Monday, October 3, 2011

Park Rangers -You Should'a Been In Pictures

With the advent of compact video and audio recorders that are now part of most cellular telephones, the public has in many cases become news cameramen.  If their film footage does not reach the level of newsworthiness for the visual image hungry 24 hour media outlets, they can always self-broadcast on services such as YouTube or blogs.  Of course these video clips are like the political sound bites we see every day, they are edited and expanded on to show an often uncomplimentary or partial view.

I used to tell other Park Rangers that whenever in public you should consider yourself to be on camera and to make decisions, act, and talk as if you are.  The intent is not to be false or less efficient but as a reminder to always remain calm, professional, and to do the right thing.

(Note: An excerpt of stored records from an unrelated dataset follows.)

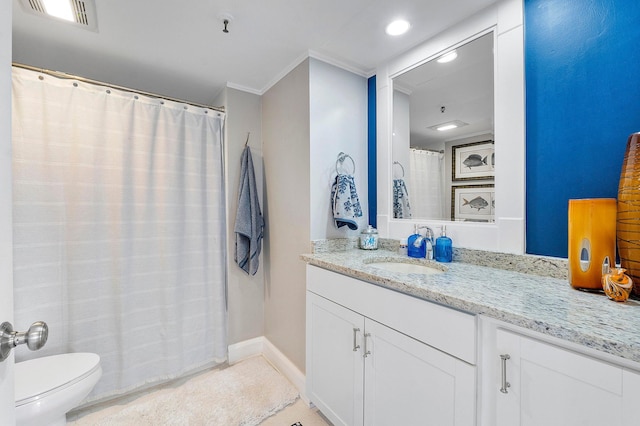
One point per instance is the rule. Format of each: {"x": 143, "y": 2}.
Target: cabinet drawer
{"x": 446, "y": 329}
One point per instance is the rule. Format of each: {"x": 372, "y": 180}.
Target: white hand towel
{"x": 401, "y": 206}
{"x": 249, "y": 222}
{"x": 345, "y": 202}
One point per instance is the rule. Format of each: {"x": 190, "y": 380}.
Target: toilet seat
{"x": 40, "y": 377}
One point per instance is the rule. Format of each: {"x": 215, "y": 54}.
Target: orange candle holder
{"x": 592, "y": 241}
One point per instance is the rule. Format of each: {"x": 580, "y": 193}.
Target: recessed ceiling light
{"x": 77, "y": 12}
{"x": 449, "y": 125}
{"x": 59, "y": 8}
{"x": 448, "y": 57}
{"x": 398, "y": 27}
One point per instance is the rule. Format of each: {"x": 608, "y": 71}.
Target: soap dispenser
{"x": 416, "y": 244}
{"x": 444, "y": 247}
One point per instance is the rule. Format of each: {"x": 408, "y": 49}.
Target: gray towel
{"x": 249, "y": 222}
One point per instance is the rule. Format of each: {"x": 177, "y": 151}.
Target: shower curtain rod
{"x": 64, "y": 75}
{"x": 429, "y": 150}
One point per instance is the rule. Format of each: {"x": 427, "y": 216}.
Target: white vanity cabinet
{"x": 378, "y": 357}
{"x": 542, "y": 384}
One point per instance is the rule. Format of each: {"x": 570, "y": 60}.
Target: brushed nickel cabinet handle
{"x": 356, "y": 346}
{"x": 366, "y": 351}
{"x": 505, "y": 384}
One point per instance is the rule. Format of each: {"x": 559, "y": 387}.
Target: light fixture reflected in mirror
{"x": 436, "y": 108}
{"x": 449, "y": 125}
{"x": 59, "y": 8}
{"x": 448, "y": 57}
{"x": 397, "y": 27}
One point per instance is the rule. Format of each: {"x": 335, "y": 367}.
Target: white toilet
{"x": 47, "y": 388}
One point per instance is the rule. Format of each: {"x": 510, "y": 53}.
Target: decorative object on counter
{"x": 416, "y": 244}
{"x": 249, "y": 226}
{"x": 402, "y": 250}
{"x": 344, "y": 196}
{"x": 617, "y": 285}
{"x": 369, "y": 238}
{"x": 444, "y": 247}
{"x": 628, "y": 218}
{"x": 401, "y": 205}
{"x": 592, "y": 241}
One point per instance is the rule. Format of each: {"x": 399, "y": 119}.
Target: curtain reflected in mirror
{"x": 438, "y": 107}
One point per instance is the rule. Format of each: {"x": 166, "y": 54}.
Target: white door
{"x": 334, "y": 360}
{"x": 7, "y": 403}
{"x": 410, "y": 383}
{"x": 551, "y": 386}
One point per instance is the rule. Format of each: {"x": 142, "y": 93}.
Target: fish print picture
{"x": 473, "y": 161}
{"x": 473, "y": 203}
{"x": 477, "y": 203}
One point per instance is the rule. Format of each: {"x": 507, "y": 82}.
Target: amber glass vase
{"x": 628, "y": 216}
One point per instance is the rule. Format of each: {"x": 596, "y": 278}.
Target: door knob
{"x": 35, "y": 337}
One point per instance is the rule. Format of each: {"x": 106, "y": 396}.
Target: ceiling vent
{"x": 81, "y": 12}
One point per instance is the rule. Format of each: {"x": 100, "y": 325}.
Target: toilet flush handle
{"x": 35, "y": 337}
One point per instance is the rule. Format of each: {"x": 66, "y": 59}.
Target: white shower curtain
{"x": 119, "y": 228}
{"x": 426, "y": 184}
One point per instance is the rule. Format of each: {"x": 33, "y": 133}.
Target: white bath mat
{"x": 243, "y": 394}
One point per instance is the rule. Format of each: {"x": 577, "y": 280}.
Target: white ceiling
{"x": 464, "y": 87}
{"x": 177, "y": 48}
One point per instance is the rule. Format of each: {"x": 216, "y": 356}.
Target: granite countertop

Here are some examples of recent views of Park Rangers placed out in cyberspace for anyone to see.....

Be sure to listen to the audio in this filming of an arrest at Cape Hatteras.  You may note that the producers left out any information as to why the Park Rangers were contacting this suspect.

This public fascination with video recording of Park Rangers in the performance of their duty makes the use of In Car Video and Security Cameras by Rangers exceptionally relevant.  I remember when we first started to purchase car camera units for field Park Rangers on the Blue Ridge Parkway. The initial resistance to have them installed was predictable.  Once the video recordings were applied to answering frivolous complaints and to substantiate reasonable suspicion for stopping vehicles, the application of cameras became part of the everyday operations of Park Rangers.  It got to the point that when I received a letter or telephone call complaint about how a person we treated by a Ranger, all I had to do was say that I would review the video and in almost every case the plaintiff withdrew their accusation.

The use of In Car Cameras also served as a valuable tool of self-evaluation for Park Rangers to improve on their officer safety and information gathering skills.

So whether it is a by stander to an incident or their own equipment, National Park Rangers are becoming screen stars.  My advice is to keep this information in the back of your mind and use that thought to your advantage remaining professional and focused.  Get used to being filmed and do not let the presence of cameras intimidate your decision making processes.